TE Vwgh Beschluss 2018/4/27 Ra 2018/04/0091

JUSLINE Entscheidung

Veröffentlicht am 27.04.2018
beobachten
merken

Index

10/07 Verwaltungsgerichtshof;
40/01 Verwaltungsverfahren;
58/02 Energierecht;

Norm

MinroG 1999 §193 Abs1;
MinroG 1999 §2 Abs1 Z1;
VStG §31;
VStG §32 Abs2;
VStG §32;
VwGG §42 Abs2 Z1;
VwGVG 2014 §27;
VwGVG 2014 §38;
VwGVG 2014 §50;

Betreff

Der Verwaltungsgerichtshof hat durch den Vorsitzenden Senatspräsident Dr. Rigler sowie die Hofräte Dr. Mayr und Dr. Pürgy als Richter, unter Mitwirkung der Schriftführerin Mag. Tiefenböck, über die Revision der Bezirkshauptmannschaft Krems gegen das Erkenntnis des Landesverwaltungsgerichtes Niederösterreich vom 9. März 2018, Zl. LVwG-S-453/001-2017, betreffend Bestrafung nach dem Mineralrohstoffgesetz (mitbeteiligte Partei: J P, vertreten durch die Hofbauer & Wagner Rechtsanwälte KG in 3100 St. Pölten, Riemerplatz 1), den Beschluss gefasst:

Spruch

Die Revision wird zurückgewiesen.

Begründung

1 Mit Straferkenntnis der Bezirkshauptmannschaft Krems (belangte Behörde, Revisionswerberin) wurde dem Mitbeteiligten als handelsrechtlichem Geschäftsführer der P GmbH vorgeworfen, er trage die verwaltungsstrafrechtliche Verantwortung dafür, dass die P GmbH am 27. Juni 2015 auf näher bezeichneten Grundstücken in näher beschriebenen Bereichen Schotter abgebaut habe, ohne dass dies durch eine Bergbauberechtigung gedeckt gewesen wäre, weil die Abbauflächen nicht durch den genehmigten Gewinnungsbetriebsplan umfasst gewesen seien. Dadurch habe der Mitbeteiligte § 193 Abs. 1 in Verbindung mit § 2 Abs. 1 Z 1, § 84 Abs. 1 und § 116 Abs. 1 Mineralrohstoffgesetz (MinroG) verletzt, weshalb die Behörde eine Geldstrafe in Höhe von EUR 300,- verhängte.

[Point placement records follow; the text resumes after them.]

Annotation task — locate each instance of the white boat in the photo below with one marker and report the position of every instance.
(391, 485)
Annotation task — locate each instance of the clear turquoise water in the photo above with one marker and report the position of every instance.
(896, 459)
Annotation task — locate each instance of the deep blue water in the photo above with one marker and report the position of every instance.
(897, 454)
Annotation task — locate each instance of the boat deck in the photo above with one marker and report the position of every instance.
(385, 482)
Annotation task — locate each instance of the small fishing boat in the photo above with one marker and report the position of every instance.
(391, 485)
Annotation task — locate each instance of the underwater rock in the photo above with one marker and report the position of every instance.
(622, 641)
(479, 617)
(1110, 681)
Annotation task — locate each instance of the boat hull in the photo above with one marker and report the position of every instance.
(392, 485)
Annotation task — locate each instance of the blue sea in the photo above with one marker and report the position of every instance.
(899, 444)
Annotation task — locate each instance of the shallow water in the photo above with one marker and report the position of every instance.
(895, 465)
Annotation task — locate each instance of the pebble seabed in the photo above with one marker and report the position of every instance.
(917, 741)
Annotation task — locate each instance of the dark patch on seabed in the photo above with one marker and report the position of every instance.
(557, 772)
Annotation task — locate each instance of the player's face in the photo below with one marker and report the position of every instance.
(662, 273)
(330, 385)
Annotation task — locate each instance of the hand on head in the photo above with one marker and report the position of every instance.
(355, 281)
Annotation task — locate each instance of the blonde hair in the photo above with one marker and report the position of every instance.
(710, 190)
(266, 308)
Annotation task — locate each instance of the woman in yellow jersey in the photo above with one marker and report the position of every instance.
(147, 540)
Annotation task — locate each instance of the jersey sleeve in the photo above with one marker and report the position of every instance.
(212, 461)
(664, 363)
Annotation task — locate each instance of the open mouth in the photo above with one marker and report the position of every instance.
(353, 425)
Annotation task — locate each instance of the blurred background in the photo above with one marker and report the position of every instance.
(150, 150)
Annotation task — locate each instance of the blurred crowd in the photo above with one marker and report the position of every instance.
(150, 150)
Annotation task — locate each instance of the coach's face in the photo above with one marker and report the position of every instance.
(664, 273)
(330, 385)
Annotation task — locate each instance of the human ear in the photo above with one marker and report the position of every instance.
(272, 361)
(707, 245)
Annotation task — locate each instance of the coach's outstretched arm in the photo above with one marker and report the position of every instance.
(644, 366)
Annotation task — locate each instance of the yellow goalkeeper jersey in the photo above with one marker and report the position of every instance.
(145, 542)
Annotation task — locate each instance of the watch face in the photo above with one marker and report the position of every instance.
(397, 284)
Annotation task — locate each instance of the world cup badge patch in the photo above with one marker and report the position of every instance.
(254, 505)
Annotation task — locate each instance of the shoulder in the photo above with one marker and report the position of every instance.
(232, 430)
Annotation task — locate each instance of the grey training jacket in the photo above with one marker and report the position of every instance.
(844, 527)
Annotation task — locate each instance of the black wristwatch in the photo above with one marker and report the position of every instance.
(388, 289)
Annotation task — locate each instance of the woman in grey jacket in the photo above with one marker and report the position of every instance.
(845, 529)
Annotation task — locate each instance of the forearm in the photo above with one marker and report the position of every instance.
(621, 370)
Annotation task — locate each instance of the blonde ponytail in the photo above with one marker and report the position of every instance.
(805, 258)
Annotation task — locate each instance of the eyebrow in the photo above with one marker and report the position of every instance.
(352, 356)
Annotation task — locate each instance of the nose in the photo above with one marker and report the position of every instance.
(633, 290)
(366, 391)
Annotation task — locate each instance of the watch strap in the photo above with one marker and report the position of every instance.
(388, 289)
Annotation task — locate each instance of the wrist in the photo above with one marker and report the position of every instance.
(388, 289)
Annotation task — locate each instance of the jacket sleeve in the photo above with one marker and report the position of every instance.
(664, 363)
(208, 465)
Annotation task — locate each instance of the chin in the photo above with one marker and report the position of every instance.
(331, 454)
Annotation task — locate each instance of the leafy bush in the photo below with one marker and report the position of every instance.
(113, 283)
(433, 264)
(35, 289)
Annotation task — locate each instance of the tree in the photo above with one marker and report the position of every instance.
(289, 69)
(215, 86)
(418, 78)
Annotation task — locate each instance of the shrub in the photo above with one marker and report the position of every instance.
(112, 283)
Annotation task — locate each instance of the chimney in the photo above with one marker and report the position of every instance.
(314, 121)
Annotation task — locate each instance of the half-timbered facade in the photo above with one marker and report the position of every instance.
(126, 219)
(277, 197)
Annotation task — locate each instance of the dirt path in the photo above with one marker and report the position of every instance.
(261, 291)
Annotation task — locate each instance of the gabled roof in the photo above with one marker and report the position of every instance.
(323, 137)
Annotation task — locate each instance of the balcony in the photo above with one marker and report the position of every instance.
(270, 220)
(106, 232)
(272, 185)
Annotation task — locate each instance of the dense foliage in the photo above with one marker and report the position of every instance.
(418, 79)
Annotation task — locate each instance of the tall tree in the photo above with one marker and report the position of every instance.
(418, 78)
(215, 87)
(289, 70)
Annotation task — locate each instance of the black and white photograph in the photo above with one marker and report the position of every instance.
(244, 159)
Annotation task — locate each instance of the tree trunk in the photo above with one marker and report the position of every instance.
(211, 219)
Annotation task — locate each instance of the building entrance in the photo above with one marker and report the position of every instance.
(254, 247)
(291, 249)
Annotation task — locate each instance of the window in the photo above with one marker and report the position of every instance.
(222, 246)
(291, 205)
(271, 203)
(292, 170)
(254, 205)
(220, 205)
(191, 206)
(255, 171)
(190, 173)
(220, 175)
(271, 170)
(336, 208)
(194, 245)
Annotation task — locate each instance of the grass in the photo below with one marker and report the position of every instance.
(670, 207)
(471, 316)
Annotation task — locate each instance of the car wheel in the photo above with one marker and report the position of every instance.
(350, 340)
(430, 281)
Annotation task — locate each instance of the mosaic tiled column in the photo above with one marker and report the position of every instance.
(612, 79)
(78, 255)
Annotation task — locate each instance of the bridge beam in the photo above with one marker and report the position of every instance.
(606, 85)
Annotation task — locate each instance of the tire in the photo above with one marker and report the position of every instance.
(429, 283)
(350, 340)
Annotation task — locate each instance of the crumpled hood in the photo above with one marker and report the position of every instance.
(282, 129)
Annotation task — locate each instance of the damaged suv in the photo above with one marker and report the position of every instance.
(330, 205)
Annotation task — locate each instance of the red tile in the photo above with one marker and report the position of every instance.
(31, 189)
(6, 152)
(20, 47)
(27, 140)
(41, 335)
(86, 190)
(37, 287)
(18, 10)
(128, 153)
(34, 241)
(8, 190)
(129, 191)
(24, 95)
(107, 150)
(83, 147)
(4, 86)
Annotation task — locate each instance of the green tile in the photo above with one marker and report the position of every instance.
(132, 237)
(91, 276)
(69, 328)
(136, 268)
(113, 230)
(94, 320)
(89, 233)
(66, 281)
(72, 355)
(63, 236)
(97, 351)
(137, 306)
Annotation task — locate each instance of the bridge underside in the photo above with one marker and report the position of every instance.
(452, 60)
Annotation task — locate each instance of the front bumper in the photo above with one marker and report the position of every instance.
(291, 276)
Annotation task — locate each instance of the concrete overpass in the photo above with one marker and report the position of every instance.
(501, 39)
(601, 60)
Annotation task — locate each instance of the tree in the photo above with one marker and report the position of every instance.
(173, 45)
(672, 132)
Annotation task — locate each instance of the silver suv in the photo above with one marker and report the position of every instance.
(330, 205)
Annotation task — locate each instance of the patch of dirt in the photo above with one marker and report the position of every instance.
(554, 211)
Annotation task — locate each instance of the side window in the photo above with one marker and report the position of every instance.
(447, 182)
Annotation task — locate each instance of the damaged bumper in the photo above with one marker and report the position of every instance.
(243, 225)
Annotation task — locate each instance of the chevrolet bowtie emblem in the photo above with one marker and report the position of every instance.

2 Mit dem angefochtenen Erkenntnis vom 9. März 2018 gab das Landesverwaltungsgericht Niederösterreich - nach Durchführung einer mündlichen Verhandlung und Einvernahme des Mitbeteiligten sowie zweier Zeugen (des Amtssachverständigen für Geologie, der die Überschreitung der Abbaugrenze und Abbautiefe festgestellt hatte, und eines Mitarbeiters des verantwortlichen Markscheiders) -

der dagegen erhobenen Beschwerde des Mitbeteiligten statt, hob den bekämpften Bescheid auf und stellte das Verwaltungsstrafverfahren gemäß § 45 Abs. 1 Z 2 VStG ein. Die ordentliche Revision gemäß Art. 133 Abs. 4 B-VG erklärte das Verwaltungsgericht für unzulässig.

Bei einer Überprüfungsverhandlung am 27. Mai 2015 aus Anlass der Neubestellung des verantwortlichen Markscheiders sei - so das Verwaltungsgericht - festgestellt worden, dass eine näher beschriebene Abbaugrenze um rund vier Meter und die Abbautiefe um bis zu drei Meter überschritten worden sei. Die Abbauarbeiten in den betroffenen Bereichen seien Ende 2014 beendet worden. Letzteres ergebe sich - so das Verwaltungsgericht in seiner Beweiswürdigung - aus den Aussagen des Mitbeteiligten und des Mitarbeiters des verantwortlichen Markscheiders, der angegeben habe, seit Übernahme der Tätigkeit als Markscheider (im Oktober 2014) hätten in den gegenständlichen Bereichen keine Arbeiten stattgefunden. Aus dem Bericht des Markscheiders ergebe sich zudem, dass der Abbau im Jahr 2015 projektkonform innerhalb der Abbaugrenzen erfolgt sei. Gestützt auf die Aussage des Vertreters der belangten Behörde hielt das Verwaltungsgericht weiter fest, dass es sich bei dem im Straferkenntnis angeführten Tattag 27. Juni 2015 um einen Tippfehler handle, gemeint gewesen sei der Tag der genannten Überprüfungsverhandlung, somit der 27. Mai 2015.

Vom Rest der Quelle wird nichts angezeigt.